When, a few months ago, the novelist Aleksandar Hemon slurred Philip Roth in The New York Times — “Roth’s steadfast commitment to the many privileges of male whiteness reliably repels me” — his dismissive righteousness already seemed dated, an artifact of a politicized program of interpretation readers were largely coming to doubt. The rapturous reception of Garth Greenwell’s recent celebration of Roth in The Yale Review, “A Moral Education: In Praise of Filth,” which it seemed like everyone who cares about literature was reading last week, might be taken, then, as an announcement that serious readers have finally soured on Hemon’s style of identitarian moralism.
But Greenwell’s essay does not treat the defeat of such moralism as a fait accompli. Quite the contrary. “Within the small world of people who care about literature and art,” he writes, “the culture is as moralistic as it has ever been in my lifetime: witness our polemics about who has the right to what subject matter, our conviction that art has a duty to right representational wrongs, that poems or novels or films can be guilty of a violence that seems ever less metaphorical against an audience construed as ever more vulnerable.” In a bravura reading of Roth’s scabrous 1995 masterpiece Sabbath’s Theater (“a novel about a rancidly obscene, sexually voracious, inveterately grieving puppeteer”), Greenwell dismantles the premises of the new moralism and insists that “representation has a fundamentally different moral and existential status from that of reality.”

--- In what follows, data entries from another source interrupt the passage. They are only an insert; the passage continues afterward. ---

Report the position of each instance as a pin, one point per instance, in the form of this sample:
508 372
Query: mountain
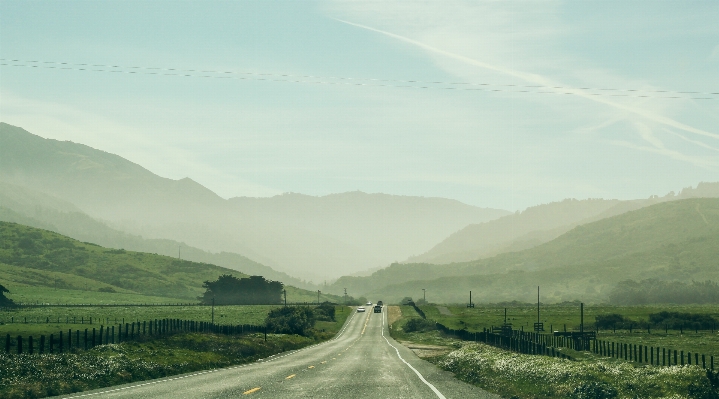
539 224
37 257
675 240
304 236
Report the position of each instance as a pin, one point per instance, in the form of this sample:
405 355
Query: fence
518 341
109 335
548 345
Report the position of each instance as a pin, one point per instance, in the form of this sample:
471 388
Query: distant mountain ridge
671 240
307 237
539 224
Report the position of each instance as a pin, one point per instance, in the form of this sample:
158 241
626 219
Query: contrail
537 79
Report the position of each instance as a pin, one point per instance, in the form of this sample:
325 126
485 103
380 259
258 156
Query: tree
230 290
4 301
290 320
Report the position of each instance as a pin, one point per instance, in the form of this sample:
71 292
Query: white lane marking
435 390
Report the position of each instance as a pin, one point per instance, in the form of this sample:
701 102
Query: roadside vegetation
514 375
682 327
34 376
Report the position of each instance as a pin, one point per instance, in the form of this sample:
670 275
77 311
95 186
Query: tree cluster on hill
651 291
230 290
5 301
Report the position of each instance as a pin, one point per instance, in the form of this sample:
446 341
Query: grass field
514 375
34 321
147 357
556 317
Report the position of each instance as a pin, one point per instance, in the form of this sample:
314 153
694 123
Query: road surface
362 361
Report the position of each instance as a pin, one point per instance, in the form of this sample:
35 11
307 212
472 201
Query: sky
496 104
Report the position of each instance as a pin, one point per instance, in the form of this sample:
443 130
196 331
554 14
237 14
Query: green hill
677 240
315 238
32 208
41 258
539 224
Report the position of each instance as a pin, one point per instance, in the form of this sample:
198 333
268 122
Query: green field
39 266
557 316
44 320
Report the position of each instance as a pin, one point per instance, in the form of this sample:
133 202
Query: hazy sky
328 133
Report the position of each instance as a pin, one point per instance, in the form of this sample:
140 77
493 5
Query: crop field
44 320
556 317
40 295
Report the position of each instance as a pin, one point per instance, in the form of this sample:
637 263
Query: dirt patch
394 313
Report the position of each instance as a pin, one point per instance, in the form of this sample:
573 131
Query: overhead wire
350 81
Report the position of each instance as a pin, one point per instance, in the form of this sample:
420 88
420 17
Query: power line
349 81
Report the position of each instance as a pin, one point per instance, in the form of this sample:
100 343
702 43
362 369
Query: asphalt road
362 361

That insistence applies urgently to the college classroom. “When I work with students now,” Greenwell writes, “their primary mode of engagement with a text often seems to be a particular kind of moral judgment, as though before they can see anything else in stories or poems they have to sort them into piles of the righteous and the problematic.” (Anyone doubting the puritanical certainty with which students sometimes make such judgments should read University of Michigan professor Phoebe Gloeckner’s Review essay about trying to teach the comic artist Robert Crumb.)